This is why we really need political change at every level, from local leaders to federal legislators all the way up to the President. We need change not just at the breakfast table, but at the ballot box as well."
Edit: For a brief discussion of climate risks see Reply #1558; and I note that as most people are risk adverse it would help their case for consensus climate scientist's call for action, if they would publicly acknowledge that right-tailed risks are several times to many thousands of times greater than left-tailed risks.
Edit 2: To me it is unfortunate that the climate change issue has been caught in the 'culture wars' between the increasingly polarized right and left political wings. To me it seems that both the extreme right and the extreme left are fundamentally exploitative (the extreme right thru 'crony capitalism' etc and the extreme left thru unending 'war communisms', see the linked article [from strategy for revolution in 21st century] below on 'war communism'). As the conflict/dynamic between the extreme right and the extreme left over who gets the right to exploit is not likely to be resolved anytime soon, this indicates to me that a true solution to climate change is not likely to be implemented before we have reached a tipping point w.r.t. the instability (MICI-type abrupt collapse) of the WAIS this century.

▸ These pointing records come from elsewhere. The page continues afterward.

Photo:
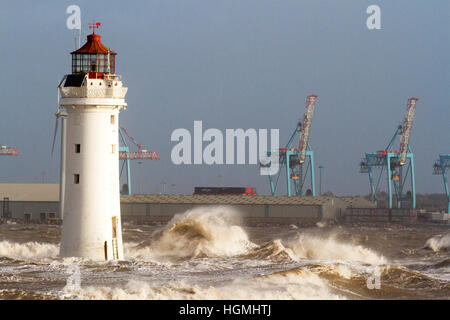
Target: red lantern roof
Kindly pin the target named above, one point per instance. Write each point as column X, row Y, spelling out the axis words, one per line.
column 93, row 46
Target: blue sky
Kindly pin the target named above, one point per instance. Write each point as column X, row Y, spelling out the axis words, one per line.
column 237, row 64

Title: "Lenin on War Communism, 1921-2"
http://sfr-21.org/war-communism.htmlExtract: "At the time of the October Revolution in Russia, Lenin and others had hoped that workers throughout Europe would overthrow capitalist governments and achieve socialist revolutions. But when that did not take place, the Soviet Union found itself economically isolated and attacked on all sides by the invading armies of imperialism. Winston Churchill described the purpose of the attacks, involving over half a million soldiers, as "strangling" the revolution "at its birth."
While the Soviet Union fought back and defeated the invading armies by the end of 1920, the damage was done. Industry and machinery, already largely destroyed by the capitalists who fled during the revolution, were in shambles, many of the best workers had been killed or maimed at the front, agriculture, already hurt by war and demoralization of the farmers, was further damaged by crop failure in 1920. The people in the cities were starving.
To feed people in the cities, the Soviet government confiscated grain from the farmers without having money to pay them. As Lenin explained in his pamphlet, The Tax in Kind, "It was the war and the ruin that forced us into War Communism," and "Under this peculiar War Communism we actually took from the peasant all his surpluses - and sometimes even a part of his necessaries - to meet the requirements of the army and sustain the workers."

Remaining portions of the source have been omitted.